À retenir : Si ton produit est une interface vers une API — un moyen pour des programmes de communiquer entre eux, comme un serveur entre la cuisine et la table — tu es à une annonce de fonctionnalité de l'extinction.

2. Character.AI (chatbots IA) — Échec de monétisation

20M+ d'utilisateurs actifs mensuels au pic. Le chiffre d'affaires ? Moins de 20M$ par an. Le produit était du divertissement, et le divertissement IA a une économie unitaire brutale — coûts de calcul élevés, faible volonté de payer. En août 2024, Google a acqui-recruté l'équipe fondatrice pour 2,7 milliards$ — ils ont acheté le talent, pas le produit. Character.AI survit tant bien que mal, mais la boîte indépendante n'est plus qu'une coquille vide. 💰

À retenir : Les utilisateurs ne sont pas des clients. 20M de personnes qui utilisent ton produit gratuitement, c'est un centre de coûts, pas un business.

3. Stability AI (génération d'images) — Burn rate vs. revenus

Stability a levé plus de 100M$ et les a cramés en construisant des modèles open-source — des modèles IA dont le code est accessible et modifiable par tous gratuitement. Noble objectif. Mauvais business plan. Les revenus n'ont jamais suivi les coûts de calcul. En mars 2024, le CEO Emad Mostaque a démissionné sous pression, suivi d'un plan de licenciement de 10%. La boîte qui voulait ' démocratiser ' la génération d'images par IA n'a pas réussi à trouver comment la facturer.

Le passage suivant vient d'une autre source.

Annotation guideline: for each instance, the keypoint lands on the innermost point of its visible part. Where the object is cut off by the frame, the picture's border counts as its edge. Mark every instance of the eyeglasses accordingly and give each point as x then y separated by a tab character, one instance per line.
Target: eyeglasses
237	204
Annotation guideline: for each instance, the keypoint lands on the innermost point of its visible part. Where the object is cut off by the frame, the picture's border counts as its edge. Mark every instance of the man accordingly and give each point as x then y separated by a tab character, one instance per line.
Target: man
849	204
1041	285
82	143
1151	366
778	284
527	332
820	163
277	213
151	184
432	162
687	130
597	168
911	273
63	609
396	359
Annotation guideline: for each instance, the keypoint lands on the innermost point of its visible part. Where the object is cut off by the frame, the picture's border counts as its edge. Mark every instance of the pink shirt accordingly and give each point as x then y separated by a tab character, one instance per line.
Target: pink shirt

À retenir : L'open-source est une stratégie de distribution, pas un business model. Red Hat a prouvé qu'on peut le monétiser — mais ils ont eu des décennies et des contrats entreprise. Stability avait des mois et des utilisateurs qui s'attendaient à du gratuit.

4-5. Otter.ai et Fireflies.ai (transcription de réunions) — Absorption par la plateforme

Les deux avaient construit de solides produits de transcription. Puis Zoom a ajouté la transcription native. Puis Google Meet. Puis Microsoft Teams. Quand la plateforme dans laquelle ton produit s'intègre sort ta fonctionnalité principale, ton TAM — total addressable market, le nombre total de clients potentiels — fond du jour au lendemain.

À retenir : Ne construis pas des fonctionnalités, construis des produits. Une fonctionnalité se fait absorber. Un produit avec un workflow autour est bien plus dur à répliquer.

6. Copy.ai (rédaction marketing) — Course vers le zéro

Des dizaines d'outils de copywriting IA ont été lancés en 2023-2024. En 2025, les prix s'étaient effondrés. Des offres gratuites partout. Zéro différenciation. Une analyse de marché estime que 90% des wrappers IA auront échoué d'ici 2026 à cause d'une économie insoutenable. Quand 50 boîtes vendent la même chose, le gagnant est celui qui dépense le plus en distribution. Et c'est rarement la startup bootstrappée.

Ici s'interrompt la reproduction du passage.